London_019 ルールは簡単で、縦の9列と横の9行、それから9つの正方形の中に、1から9までの数字を1つずつ当てはめていくというものです。左の写真は、CeBitで発表されたUltra-Moble PCにプリ・インストールされている数独ソフトの画面です。黒い数字は、あらかじめ書かれているもので、青い数字は解答者が入力したものです。

イギリス人は、もともとクロスワード・パズルが大好きで、新聞には、毎日かならず、クロスワード・パズルが掲載されています。そして、SU DOKUも、そのクロスワード・パズルと同じように新聞に掲載されるようになり、ブームとなりました。 新聞とペンを持って、あれこれ考えるというスタイルが、クロスワード・パズルとよく似ていて、クロスワード・パズル好きのイギリス人の心をがっちりつかんだと言えます。
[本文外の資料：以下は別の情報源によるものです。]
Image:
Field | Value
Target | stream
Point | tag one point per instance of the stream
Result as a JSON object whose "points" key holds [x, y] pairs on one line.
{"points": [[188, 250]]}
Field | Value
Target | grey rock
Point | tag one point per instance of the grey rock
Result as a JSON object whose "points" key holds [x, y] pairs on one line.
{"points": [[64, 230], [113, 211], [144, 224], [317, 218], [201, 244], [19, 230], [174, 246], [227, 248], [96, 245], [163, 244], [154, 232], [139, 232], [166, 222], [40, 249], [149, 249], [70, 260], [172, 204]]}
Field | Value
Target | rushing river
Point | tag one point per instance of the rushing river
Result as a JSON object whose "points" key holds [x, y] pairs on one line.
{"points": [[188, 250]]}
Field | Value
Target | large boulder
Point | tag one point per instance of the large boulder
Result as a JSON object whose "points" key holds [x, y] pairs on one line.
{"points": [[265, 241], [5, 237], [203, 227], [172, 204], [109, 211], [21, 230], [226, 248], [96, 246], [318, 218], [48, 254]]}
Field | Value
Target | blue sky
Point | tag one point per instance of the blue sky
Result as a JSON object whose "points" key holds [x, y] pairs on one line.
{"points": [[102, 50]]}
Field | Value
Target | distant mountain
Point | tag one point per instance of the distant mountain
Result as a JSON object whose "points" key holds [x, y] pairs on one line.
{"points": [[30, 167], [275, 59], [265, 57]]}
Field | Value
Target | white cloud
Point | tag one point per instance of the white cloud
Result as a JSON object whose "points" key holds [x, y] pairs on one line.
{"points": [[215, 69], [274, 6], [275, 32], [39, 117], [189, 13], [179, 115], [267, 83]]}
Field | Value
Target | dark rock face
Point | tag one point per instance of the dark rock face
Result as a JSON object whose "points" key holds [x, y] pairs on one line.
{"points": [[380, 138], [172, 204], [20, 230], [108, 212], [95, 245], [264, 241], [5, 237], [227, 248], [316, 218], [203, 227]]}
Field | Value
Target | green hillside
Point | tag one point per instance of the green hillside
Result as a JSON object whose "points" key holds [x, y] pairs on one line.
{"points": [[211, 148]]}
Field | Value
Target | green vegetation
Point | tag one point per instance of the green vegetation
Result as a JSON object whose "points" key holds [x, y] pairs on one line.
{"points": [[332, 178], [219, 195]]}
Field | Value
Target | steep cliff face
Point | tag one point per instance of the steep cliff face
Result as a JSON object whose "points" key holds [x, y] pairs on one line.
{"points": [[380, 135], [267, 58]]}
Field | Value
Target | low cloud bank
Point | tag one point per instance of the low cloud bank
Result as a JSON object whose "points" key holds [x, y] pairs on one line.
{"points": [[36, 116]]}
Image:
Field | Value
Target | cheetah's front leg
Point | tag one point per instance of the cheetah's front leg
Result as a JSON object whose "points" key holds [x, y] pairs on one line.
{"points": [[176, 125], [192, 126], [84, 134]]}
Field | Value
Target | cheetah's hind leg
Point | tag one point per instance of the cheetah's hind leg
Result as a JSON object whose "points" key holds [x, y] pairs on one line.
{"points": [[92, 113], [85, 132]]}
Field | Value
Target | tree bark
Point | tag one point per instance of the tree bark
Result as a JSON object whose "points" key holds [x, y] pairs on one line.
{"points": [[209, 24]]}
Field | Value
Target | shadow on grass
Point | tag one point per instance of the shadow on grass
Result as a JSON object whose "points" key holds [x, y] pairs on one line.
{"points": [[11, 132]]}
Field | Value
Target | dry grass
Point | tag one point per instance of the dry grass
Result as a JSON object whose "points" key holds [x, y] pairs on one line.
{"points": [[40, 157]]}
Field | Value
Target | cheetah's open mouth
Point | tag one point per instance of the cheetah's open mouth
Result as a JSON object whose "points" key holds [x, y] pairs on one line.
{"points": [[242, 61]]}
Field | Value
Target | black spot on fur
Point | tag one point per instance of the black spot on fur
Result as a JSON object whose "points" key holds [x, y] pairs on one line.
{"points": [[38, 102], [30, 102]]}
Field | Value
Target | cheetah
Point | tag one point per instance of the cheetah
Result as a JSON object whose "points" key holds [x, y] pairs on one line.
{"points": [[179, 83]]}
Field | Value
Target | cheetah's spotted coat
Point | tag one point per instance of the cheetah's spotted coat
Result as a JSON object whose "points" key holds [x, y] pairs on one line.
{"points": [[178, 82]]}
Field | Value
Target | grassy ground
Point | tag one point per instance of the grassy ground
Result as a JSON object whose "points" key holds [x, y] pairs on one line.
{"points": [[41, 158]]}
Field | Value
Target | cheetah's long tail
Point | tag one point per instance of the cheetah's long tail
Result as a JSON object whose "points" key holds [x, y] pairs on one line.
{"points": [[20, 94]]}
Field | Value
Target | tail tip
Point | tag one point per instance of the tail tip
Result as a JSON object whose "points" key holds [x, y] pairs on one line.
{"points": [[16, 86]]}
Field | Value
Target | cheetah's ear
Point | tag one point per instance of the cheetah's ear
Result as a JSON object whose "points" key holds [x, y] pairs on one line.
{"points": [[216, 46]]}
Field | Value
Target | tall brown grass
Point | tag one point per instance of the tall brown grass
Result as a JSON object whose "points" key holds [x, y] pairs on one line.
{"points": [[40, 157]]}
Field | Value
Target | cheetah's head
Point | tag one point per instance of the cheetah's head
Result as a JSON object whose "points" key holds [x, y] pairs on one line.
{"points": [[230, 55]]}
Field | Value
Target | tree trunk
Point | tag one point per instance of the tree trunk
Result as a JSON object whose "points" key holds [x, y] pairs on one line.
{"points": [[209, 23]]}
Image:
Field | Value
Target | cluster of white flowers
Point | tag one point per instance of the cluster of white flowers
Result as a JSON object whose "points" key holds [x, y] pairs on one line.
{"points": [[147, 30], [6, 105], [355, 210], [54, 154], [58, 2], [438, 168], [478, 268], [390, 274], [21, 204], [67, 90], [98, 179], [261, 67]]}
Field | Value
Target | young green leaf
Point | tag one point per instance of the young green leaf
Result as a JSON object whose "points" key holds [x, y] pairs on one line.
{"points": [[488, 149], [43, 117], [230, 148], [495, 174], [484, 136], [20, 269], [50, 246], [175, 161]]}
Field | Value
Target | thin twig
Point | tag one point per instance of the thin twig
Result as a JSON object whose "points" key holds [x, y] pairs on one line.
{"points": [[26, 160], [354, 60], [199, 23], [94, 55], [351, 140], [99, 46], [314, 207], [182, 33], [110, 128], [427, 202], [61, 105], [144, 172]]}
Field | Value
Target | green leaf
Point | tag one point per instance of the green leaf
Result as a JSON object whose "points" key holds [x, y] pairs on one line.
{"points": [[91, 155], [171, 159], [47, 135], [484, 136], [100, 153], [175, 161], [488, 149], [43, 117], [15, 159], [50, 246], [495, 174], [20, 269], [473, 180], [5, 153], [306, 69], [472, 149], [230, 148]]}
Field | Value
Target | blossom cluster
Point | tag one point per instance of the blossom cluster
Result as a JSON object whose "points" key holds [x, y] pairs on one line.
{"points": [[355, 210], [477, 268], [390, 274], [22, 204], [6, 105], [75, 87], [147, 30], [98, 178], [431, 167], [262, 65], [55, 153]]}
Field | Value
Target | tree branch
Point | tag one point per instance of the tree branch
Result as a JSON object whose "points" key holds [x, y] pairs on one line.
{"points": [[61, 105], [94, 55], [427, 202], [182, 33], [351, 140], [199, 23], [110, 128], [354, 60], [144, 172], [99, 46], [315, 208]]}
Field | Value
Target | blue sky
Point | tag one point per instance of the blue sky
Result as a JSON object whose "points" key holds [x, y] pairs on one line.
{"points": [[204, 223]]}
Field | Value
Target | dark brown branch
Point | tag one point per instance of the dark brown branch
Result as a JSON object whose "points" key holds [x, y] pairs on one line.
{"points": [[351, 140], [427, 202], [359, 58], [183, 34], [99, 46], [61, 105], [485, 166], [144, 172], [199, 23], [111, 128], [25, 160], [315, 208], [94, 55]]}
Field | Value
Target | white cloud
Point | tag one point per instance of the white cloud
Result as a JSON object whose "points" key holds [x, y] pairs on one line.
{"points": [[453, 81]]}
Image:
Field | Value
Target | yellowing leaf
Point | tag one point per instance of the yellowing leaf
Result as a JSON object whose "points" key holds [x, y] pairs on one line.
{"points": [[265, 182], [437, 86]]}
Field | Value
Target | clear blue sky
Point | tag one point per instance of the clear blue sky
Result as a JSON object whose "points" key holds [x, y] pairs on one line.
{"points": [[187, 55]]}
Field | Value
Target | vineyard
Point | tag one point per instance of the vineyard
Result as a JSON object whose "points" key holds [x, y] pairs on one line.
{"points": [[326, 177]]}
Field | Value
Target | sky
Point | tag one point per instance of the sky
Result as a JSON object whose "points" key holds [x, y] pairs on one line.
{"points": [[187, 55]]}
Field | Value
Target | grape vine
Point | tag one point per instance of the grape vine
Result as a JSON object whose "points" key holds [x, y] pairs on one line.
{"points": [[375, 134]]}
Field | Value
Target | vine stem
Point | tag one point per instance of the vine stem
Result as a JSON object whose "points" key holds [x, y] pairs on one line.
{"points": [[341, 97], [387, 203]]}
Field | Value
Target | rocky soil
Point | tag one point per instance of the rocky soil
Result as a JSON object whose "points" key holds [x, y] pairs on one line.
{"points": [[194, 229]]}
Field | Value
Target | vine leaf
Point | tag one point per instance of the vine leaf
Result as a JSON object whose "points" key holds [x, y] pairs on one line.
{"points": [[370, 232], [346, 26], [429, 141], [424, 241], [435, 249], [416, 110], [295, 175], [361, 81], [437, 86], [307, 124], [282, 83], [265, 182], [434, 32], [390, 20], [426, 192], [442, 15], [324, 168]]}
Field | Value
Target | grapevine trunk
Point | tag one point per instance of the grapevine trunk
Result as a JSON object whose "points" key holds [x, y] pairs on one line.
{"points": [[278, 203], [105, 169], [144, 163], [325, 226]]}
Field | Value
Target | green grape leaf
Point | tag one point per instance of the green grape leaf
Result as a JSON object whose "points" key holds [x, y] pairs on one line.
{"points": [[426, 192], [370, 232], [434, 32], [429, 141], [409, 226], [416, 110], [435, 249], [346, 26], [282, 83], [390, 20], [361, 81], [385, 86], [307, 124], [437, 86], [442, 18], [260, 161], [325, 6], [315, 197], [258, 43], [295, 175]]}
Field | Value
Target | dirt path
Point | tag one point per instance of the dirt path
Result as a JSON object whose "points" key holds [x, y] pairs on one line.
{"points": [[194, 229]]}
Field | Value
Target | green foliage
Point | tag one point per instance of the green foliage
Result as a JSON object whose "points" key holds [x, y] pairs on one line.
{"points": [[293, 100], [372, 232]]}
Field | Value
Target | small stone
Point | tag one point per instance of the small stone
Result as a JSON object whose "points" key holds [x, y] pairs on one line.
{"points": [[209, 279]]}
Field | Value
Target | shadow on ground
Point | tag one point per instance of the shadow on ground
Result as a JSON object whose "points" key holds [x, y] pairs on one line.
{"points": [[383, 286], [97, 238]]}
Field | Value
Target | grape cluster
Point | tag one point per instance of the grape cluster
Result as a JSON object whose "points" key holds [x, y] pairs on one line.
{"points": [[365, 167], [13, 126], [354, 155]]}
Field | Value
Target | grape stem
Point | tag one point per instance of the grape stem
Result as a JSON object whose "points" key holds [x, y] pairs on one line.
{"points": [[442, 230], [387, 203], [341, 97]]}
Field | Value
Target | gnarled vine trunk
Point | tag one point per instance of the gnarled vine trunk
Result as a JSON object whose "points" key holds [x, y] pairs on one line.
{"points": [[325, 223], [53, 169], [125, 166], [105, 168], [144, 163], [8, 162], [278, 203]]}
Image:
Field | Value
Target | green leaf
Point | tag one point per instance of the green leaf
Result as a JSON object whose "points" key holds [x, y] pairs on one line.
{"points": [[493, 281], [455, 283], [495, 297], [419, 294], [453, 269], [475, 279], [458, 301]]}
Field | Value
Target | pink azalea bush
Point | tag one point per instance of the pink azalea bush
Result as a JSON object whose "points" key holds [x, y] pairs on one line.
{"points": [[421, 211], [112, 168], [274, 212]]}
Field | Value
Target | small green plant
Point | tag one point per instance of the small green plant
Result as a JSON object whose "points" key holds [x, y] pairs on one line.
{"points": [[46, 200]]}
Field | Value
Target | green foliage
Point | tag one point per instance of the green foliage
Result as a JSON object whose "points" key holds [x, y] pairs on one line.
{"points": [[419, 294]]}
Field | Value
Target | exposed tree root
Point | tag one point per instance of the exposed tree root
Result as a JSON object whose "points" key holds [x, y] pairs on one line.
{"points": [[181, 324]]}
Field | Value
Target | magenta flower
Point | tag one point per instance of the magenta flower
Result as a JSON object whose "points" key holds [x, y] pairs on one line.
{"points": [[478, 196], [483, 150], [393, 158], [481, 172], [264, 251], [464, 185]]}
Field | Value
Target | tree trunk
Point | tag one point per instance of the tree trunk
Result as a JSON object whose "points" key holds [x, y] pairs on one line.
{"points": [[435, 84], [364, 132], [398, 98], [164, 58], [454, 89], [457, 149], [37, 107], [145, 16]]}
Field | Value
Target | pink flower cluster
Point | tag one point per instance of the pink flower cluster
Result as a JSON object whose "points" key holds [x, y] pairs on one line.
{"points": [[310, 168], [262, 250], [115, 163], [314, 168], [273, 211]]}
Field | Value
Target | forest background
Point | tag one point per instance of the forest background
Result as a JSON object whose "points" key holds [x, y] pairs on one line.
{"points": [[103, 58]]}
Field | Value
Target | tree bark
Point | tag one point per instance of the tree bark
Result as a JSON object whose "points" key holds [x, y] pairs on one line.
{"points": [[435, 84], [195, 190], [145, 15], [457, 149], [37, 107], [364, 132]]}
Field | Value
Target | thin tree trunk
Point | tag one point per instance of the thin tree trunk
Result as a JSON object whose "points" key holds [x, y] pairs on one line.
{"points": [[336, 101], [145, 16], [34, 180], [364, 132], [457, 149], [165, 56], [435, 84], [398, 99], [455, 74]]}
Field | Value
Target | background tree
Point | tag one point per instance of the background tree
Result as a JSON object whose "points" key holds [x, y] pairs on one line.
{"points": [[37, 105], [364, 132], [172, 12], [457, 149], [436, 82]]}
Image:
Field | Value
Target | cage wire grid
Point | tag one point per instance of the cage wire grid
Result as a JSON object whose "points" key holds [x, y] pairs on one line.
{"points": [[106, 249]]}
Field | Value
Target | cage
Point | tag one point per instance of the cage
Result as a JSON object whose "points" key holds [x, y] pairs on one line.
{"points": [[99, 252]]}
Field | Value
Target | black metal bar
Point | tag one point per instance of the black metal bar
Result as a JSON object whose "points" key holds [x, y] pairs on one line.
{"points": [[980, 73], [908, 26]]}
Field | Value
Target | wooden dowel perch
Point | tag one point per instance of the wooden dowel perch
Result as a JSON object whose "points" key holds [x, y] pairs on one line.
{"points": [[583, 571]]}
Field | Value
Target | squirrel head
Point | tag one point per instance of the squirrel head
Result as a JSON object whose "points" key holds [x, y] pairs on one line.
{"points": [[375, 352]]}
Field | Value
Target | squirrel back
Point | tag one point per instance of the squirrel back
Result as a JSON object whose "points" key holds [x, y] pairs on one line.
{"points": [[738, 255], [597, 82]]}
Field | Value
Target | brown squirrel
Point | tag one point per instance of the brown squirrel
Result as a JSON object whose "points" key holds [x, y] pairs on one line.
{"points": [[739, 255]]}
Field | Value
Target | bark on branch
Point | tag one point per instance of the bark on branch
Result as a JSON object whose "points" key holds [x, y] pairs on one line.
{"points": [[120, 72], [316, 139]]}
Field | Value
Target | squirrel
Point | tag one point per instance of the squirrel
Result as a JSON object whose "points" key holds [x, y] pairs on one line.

でまぁ、この話は、これで終わりなのですが、あえて、「なぜSU DOKUが流行ったのか」について、さらに深く考えてみます。

そもそもクロスワード・パズルというのは、単語を知っている数が多ければ多いほど容易に解くことができる、という性質のパズルです。つまり、知識の量が多い=パズルが解ける=頭が良い、ということを意味していたわけです。 ところが、インターネットの普及により、知識や情報は、比較的容易に手に入れることができるようになりました。つまり、誰でも、豊富な知識を手にすることができるようになり、そのことが頭が良いことを意味しなくなってしまったわけです。そのような状況において、新たに、頭が良いことを象徴するものが求められ、それが数学的なパズルであるSU DOKUであった、ということができます。

日本でも、SU DOKUが流行るかどうかはわかりませんが、これからは、知識の量を競うものよりも、数学的な思考力を試すパズルやゲームが人気を集めるのではないのでしょうか。